Hello fellow Courserians,
I’m Mircea Oculeanu from Bucharest, doing
week 3’s assignment for Coursera’s Introduction to Music Producation.
In the following few minutes I’ll try to
explain the concept and the practicalities of automation in Ableton Live. First
of all, why do we need automation in any D.A.W.
Automation is where you decide a parameter – any parameter – should
follow a certain pattern which – depending on the D.A.W. you use - you can draw this pattern. These automated
patterns of the parameters could lead to immensly creative sounds but there
also used for simple tasks too – let’s say adjusting volume in certain regions
of the audio.
I’ll go back to Ableton now, and try to
demonstrate how it’s done. You basically draw a pattern that Ableton reads and follows
and we are talking about volume for a track but you cand also do the same with
the cutoff in a synthesizer and so on.
I tried to do things as basic as possible
because I read in the forums that many of ‘’us’’ courserians J are really beginners in this beautiful domain – music production -
. So I’ll try to show you the steps to automate the volume envelope of a basic
track.
As you could see, I’ve played a few notes with the keys in my laptop – my midi controller is coming next week J - and. After pressing Tab I’ve changed into session view because the mixer there is more handy. You have one global recording button in Ableton that you must hit and, while playing those few notes again I’ve modified the volume with its respective fader. Press Tab again to return into arrangement view and you’ll see your automation. A simple and efficient implementation.

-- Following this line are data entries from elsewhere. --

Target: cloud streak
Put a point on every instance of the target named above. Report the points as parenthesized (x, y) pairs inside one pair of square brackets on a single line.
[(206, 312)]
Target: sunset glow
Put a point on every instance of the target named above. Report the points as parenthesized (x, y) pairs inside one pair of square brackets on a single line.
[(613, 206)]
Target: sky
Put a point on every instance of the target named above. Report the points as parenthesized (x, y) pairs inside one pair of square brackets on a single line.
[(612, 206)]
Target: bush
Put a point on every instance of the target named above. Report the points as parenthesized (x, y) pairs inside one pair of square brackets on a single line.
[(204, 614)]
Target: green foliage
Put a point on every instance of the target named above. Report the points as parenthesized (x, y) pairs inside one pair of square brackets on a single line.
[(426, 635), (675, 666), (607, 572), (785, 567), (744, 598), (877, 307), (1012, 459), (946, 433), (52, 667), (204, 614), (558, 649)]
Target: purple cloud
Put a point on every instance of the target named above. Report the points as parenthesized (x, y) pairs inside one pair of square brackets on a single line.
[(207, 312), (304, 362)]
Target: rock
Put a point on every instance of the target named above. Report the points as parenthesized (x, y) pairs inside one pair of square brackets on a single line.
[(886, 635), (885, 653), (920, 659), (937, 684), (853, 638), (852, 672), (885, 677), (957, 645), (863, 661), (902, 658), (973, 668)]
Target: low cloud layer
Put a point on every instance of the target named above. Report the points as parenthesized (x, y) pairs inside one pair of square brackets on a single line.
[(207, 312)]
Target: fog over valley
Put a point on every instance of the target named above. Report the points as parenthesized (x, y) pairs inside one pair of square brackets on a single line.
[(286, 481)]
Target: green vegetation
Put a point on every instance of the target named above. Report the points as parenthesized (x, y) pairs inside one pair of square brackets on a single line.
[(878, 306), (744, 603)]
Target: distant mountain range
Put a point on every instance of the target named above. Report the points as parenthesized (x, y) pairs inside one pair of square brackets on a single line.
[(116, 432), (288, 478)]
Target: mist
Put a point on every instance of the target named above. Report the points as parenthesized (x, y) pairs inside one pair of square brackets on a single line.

That’s a basic presentation for this kind of operation – the automation – but you must note that you can do this with any knob/ function in the modern D.A.W.’s. You practically make a knob/ function move over time in order to obtain variation in sound, volume, envelope, etc, anything you can imagine. Of course, there are several different implementations of the process. Even in Ableton there’s another way of ‘’drawing’’ an automation that the one I’ve just showed you. In fact instead of using the mouse to draw the volume fader you can do the same thing with one knob from your midi controller. There are certain D.A.W.’s that have separate knobs for recording automation – on every track. Or, you don’t have to record it live – as you’d do on a mixing board but you can simply grab a pencil – the function in the respective D.A.W. – and draw the envelope you want to create. For any of these scenarios you’re left with the possibility to edit anyone of these envelopes later in the process.
Thank you for your time and understanding.